Nimmo sits on the croc while Parry recuts some of the scutes where the cartilage had partially grown back.

Mark Parry believes Cleatus’s father may have been from Jamaica – but no one is sure.

“Typically, as long as they feel weight, they don’t try to do anything. But when I cut those scutes he might react,” Parry says. “You can’t hurt him. You don’t weigh enough.”

“Do I weigh enough to do this?” Nimmo asks.

“Yeah,” Parry says. “Probably.”

“This is the one he might react to,” Parry says, beginning to cut the last scute. “I can feel him tensing up. Almost done. That’s it.”

Nimmo points out a thunderstorm approaching over the moonlit water.

Parry takes a rope and loops a bowline through the electrical tape under the croc’s snout.

The ethos of the National Park service is to let wildlife roam freely, even if the wildlife does freak some people out.

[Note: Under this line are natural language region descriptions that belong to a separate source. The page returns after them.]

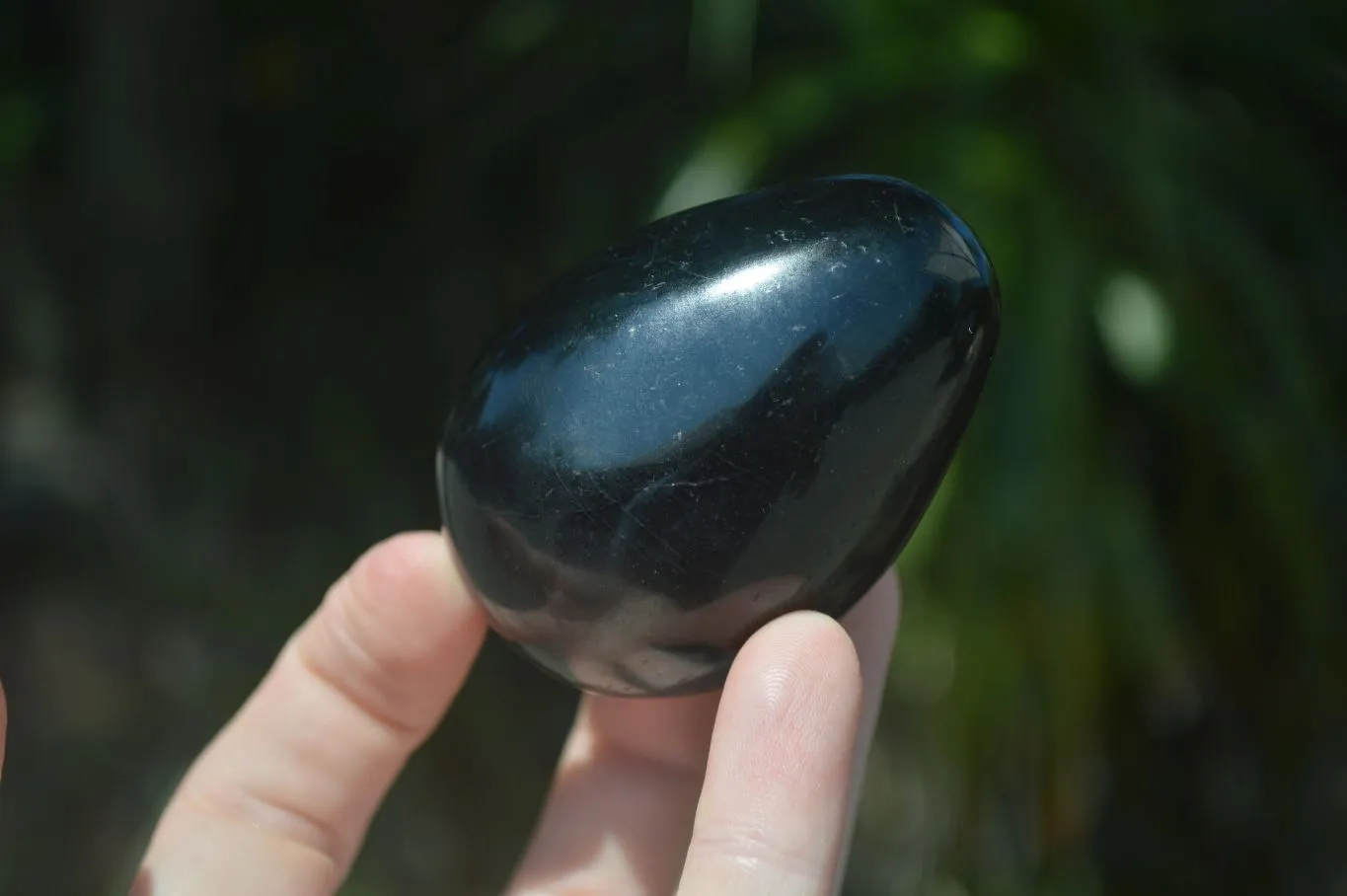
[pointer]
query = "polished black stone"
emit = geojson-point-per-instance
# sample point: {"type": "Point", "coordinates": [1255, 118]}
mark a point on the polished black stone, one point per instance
{"type": "Point", "coordinates": [740, 411]}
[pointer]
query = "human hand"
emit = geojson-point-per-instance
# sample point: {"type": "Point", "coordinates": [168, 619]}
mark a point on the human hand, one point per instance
{"type": "Point", "coordinates": [748, 791]}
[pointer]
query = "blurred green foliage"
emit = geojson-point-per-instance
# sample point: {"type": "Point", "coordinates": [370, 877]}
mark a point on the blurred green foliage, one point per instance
{"type": "Point", "coordinates": [247, 248]}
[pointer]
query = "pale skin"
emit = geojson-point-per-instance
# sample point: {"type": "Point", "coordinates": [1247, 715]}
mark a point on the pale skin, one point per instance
{"type": "Point", "coordinates": [749, 791]}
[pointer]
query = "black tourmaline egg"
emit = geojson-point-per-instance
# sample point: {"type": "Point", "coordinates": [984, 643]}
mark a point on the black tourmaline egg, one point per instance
{"type": "Point", "coordinates": [740, 411]}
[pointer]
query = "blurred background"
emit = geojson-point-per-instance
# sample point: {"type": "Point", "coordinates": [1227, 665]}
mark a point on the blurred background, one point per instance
{"type": "Point", "coordinates": [247, 250]}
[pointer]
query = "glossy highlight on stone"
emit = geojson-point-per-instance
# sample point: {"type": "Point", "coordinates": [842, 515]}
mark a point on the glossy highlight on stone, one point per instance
{"type": "Point", "coordinates": [740, 411]}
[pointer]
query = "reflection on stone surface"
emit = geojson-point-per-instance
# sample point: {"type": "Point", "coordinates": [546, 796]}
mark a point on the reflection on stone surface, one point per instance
{"type": "Point", "coordinates": [740, 411]}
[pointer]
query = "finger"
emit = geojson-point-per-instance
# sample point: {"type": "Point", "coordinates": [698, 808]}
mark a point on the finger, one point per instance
{"type": "Point", "coordinates": [620, 813]}
{"type": "Point", "coordinates": [873, 627]}
{"type": "Point", "coordinates": [279, 803]}
{"type": "Point", "coordinates": [775, 803]}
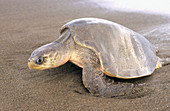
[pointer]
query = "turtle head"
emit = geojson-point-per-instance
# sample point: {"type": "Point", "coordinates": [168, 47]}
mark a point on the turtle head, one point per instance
{"type": "Point", "coordinates": [48, 56]}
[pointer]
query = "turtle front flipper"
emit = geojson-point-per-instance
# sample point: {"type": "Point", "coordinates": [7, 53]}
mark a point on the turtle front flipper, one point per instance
{"type": "Point", "coordinates": [99, 84]}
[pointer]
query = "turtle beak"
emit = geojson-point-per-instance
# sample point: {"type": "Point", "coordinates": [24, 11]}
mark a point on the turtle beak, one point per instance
{"type": "Point", "coordinates": [31, 65]}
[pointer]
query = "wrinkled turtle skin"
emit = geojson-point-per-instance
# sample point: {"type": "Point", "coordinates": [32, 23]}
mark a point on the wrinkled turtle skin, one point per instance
{"type": "Point", "coordinates": [101, 48]}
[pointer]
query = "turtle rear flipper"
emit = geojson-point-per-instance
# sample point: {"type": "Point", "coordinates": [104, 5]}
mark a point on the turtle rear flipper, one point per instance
{"type": "Point", "coordinates": [99, 84]}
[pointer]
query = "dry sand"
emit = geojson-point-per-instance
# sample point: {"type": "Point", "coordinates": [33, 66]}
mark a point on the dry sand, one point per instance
{"type": "Point", "coordinates": [27, 24]}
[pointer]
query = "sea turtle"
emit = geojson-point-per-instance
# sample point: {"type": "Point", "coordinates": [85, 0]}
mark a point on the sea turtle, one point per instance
{"type": "Point", "coordinates": [102, 48]}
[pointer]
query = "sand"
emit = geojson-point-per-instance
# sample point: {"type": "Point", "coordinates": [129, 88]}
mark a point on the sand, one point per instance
{"type": "Point", "coordinates": [27, 24]}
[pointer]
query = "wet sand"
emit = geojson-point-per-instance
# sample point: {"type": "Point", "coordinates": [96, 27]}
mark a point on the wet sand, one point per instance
{"type": "Point", "coordinates": [27, 24]}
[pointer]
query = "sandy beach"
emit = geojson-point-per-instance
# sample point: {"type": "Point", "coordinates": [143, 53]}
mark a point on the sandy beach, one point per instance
{"type": "Point", "coordinates": [27, 24]}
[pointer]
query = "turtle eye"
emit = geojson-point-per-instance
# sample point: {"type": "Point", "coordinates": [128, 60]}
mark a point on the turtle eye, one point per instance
{"type": "Point", "coordinates": [39, 60]}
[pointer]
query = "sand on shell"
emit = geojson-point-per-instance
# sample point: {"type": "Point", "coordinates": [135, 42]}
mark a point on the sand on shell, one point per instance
{"type": "Point", "coordinates": [27, 24]}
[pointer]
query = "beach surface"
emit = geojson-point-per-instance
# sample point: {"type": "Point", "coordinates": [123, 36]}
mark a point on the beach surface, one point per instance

“I like the way that you’ve behaved,” Parry says to the animal.
“We’re going to get you back in the water.”

He and Furfey pick up the animal and gingerly walk him in, tail first. They set him down and step away.

From shore Parry yanks the rope and the tape rolls off the nose.

There is some quick splashing, then it stops. The water calms. The shadow of the croc merges with all the other shadows in the night.